Georg-AugustUniversity tested six blast-resistance genes in two genetic backgrounds at two
temperatures against a Tanzanian strain of blast. The research found that, in
general, both temperature and genetic background tend to affect resistance.
However, the good news is that two of the resistance genes were not affected by
either temperature or genetic background, providing strong resistance in all
cases. Parallel research showed that rice reactions to blast and temperature
are both genetic.
A
major stress under predicted future climate scenarios will be drought. If
rainfall becomes more erratic, rainfed rice in particular is likely to suffer
yield losses as it undergoes increasingly long and severe dry spells during the
growing season. Drought resistance in rice is complex: there is no major
drought-resistance gene, but rather a number of small-effect genes whose impact
is cumulative, so that the more of these genes a plant has the more resistant
it is. These genes are collectively known as ‘quantitative trait loci’
(QTLs).
Project
research demonstrated that rice plants with a selection of drought-resistant
QTLs were more susceptible to bacterial blight than those without them.
Moreover, rice lines with both the drought QTLs and a bacterial blight
resistance gene suffered more severely from the disease under drought
conditions than under ‘normal’ conditions.
This
apparent breakdown in resistance would seem to be a major problem, until one
looks at parallel research which showed that the effects depend very much on
the gene-for-gene alignment of rice resistance with pathogen virulence. With
the right bacterial blight-resistance gene combined with drought-resistance
QTLs, rice plants displayed increased
resistance to the disease under
drought.
The
other major component of climate change is temperature. Over the coming
decades, East African rice systems are likely to experience gradually
increasing temperatures, especially night-time temperatures during the growing
season. Two bacterial blight-resistance genes were studied: higher temperatures
enhanced the resistance effects of one while reducing the effects of the other!
Clearly,
climate-proofing rice against bacterial blight is going to be a complicated
business. Another avenue is to tap the resistance genes of O. glaberrima,
ensuring these enter the widely grown sativa
cultivars. To this end, 18 O. glaberrima accessions
were screened, including 9 that had demonstrated resistance to many Philippine
strains of bacterial blight.
These
accessions were screened against 14 strains of the blight bacterium at two
temperatures. Four of the accessions showed broad-spectrum resistance at high
temperature.
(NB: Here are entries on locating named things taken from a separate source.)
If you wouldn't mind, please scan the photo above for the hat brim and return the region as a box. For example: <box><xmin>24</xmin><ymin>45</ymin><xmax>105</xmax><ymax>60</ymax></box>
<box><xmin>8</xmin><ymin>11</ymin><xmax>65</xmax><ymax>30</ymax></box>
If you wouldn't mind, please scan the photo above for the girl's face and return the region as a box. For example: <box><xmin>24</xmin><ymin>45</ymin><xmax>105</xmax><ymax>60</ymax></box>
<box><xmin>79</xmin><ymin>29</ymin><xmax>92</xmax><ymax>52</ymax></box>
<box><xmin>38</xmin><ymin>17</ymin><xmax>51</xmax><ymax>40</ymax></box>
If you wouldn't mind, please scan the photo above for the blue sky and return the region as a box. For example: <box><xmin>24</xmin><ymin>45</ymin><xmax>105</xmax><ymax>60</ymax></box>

One of these carries a known resistance gene, but the others are
still being tested to see whether they carry known resistance genes or novel
ones.
Project
achievements
“I
believe that the project has done what we wanted it to. It has made a
significant contribution to preparing the rice production sector for future
climate change,” says Silué. “We have a gene for bacterial blight resistance
that currently stands up to most of the bacterial blight in East Africa. We
also have a pair of genes for blast that not only show durable resistance
today, but also seem to be effective at higher temperatures. This means we have
the basic tools for climate-proofing existing and new varieties for East
Africa.
“The other element of climate-proofing
is having the skills on the ground to continue to study the diseases as they
evolve over the coming years. This is what the master’s and doctoral training
was all about.” All in all, then, a successful project, though there is no room
for complacency. Much hard work both in the lab and in farmers’ fields remains
to be done in future years to enable East Africa’s rice sector to cope
effectively with the disease challenges associated with climate change.